Crossing cracked pavement, I glanced up and down the path, ensuring none of the people from that horrid scene had strayed this far.

I dashed behind the counter, taking out the box labeled onions, uncloaked its masking spell, and dumped my satchel inside.

I didn’t like leaving it there, but if humans got ahold of it, all hope was lost. My gaze darted to the empty stool where Brixz had been, and I gasped around a pained breath.

An image of his ruined face flashed through my mind.
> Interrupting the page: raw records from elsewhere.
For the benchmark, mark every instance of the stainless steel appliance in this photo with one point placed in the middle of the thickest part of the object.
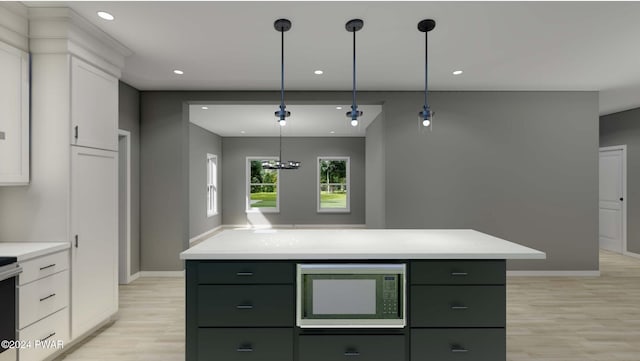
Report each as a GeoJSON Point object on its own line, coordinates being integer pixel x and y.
{"type": "Point", "coordinates": [351, 295]}
{"type": "Point", "coordinates": [9, 271]}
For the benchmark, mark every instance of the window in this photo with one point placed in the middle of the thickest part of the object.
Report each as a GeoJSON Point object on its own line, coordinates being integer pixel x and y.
{"type": "Point", "coordinates": [212, 185]}
{"type": "Point", "coordinates": [262, 186]}
{"type": "Point", "coordinates": [333, 184]}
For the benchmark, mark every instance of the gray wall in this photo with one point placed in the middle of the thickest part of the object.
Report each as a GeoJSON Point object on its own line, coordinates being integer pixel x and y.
{"type": "Point", "coordinates": [375, 174]}
{"type": "Point", "coordinates": [624, 128]}
{"type": "Point", "coordinates": [297, 187]}
{"type": "Point", "coordinates": [164, 176]}
{"type": "Point", "coordinates": [201, 142]}
{"type": "Point", "coordinates": [129, 119]}
{"type": "Point", "coordinates": [522, 166]}
{"type": "Point", "coordinates": [518, 165]}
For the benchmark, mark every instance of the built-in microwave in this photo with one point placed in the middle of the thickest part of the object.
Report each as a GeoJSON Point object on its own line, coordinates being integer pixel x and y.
{"type": "Point", "coordinates": [351, 295]}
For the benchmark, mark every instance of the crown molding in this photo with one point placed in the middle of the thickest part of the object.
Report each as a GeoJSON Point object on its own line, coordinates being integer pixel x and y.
{"type": "Point", "coordinates": [56, 30]}
{"type": "Point", "coordinates": [14, 25]}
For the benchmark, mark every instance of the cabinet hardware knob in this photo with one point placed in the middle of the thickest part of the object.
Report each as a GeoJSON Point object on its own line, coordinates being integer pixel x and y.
{"type": "Point", "coordinates": [48, 297]}
{"type": "Point", "coordinates": [49, 266]}
{"type": "Point", "coordinates": [458, 349]}
{"type": "Point", "coordinates": [459, 307]}
{"type": "Point", "coordinates": [459, 274]}
{"type": "Point", "coordinates": [48, 337]}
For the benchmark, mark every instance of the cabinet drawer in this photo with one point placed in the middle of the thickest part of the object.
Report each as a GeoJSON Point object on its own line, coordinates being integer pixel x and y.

I bit back a sob. I would not cry. Brixz needed me to keep it together. I had to find Juniper and figure out how to help all the captured fae. To demand retribution for what they did to us.

Giving the cloaked box a quick once over, I nodded to myself and stood, moving to the door.

I glanced over my shoulder, grimacing at the empty space.

How had I spent three years working here, allowing humans to paw at me and gawk, to leer and make jokes at our expense?

How had I sat by and waited for this to happen?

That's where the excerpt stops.